Judge rules for participants in ERISA suit

In an ERISA fiduciary suit brought by 401k plan participants, a Minnesota judge has denied most of the motions by the attorneys for the plan sponsor, Ameriprise Financial, to dismiss the complaint.

A U.S. District Court Judge in Minnesota has denied a request from Ameriprise Financial to dismiss all complaints by participants in its own 401(k) plan, who claim that Ameriprise charged excessive fees and placed them in poorly performing Ameriprise funds, while benefitting at their expense from the operation of the plan.

The case, Krueger et al. v. Ameriprise Financial, Inc., et. al, had been filed on behalf of all Ameriprise Financial employees, former employees, and retirees who are in the 401(k) plan sponsored by Ameriprise.
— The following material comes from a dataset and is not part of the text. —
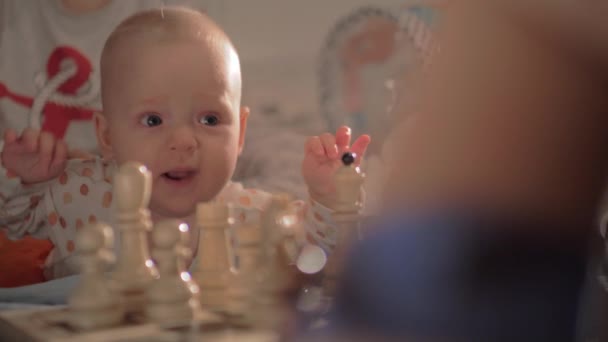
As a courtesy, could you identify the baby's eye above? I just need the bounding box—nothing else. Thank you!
[199,114,219,126]
[140,113,163,127]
According to Judge Susan Richard Nelson’s November 20 opinion:

“Plaintiffs have plausibly pled that Defendants did not discharge their duties solely in the interest of the participants and beneficiaries of the Plans. Plaintiffs allege that Defendants chose investment options with poor or non-existent performance histories relative to other investment options that were available to the Plan. Plaintiffs have also plausibly claimed that Defendants continued to choose novel or poorly performing affiliated fund investment options for the Plan instead of more established and better performing alternatives.

Plaintiffs have pointed to prudent alternatives to Ameriprise affiliated funds that Defendants could have chosen as investment options for the Plan. It is also plausible that Defendants may have selected higher-cost share classes when lower-cost share classes were available because they received benefits for doing so.

Moreover, based on Plaintiffs’ allegations, it is also plausible that the process Defendants used to choose Plan investments was flawed.

The complaint alleges that the Defendant selected certain investment options for the Plan despite the availability of better options. The complaint further alleges that these options were chosen to benefit defendants at the expense of Plaintiffs. If these allegations are substantiated, then the process by which Defendants selected and managed the funds in the Plan would have been tainted “by failure of effort, competence, or loyalty.”

The St. Louis law firm representing the plaintiffs, Schlichter, Bogard and Denton, LLP is the same firm that last March won the case of Tussey versus ABB, Inc., in which found a plan sponsor was held responsible for $35.2 million in damages for violation of fiduciary duty to participants.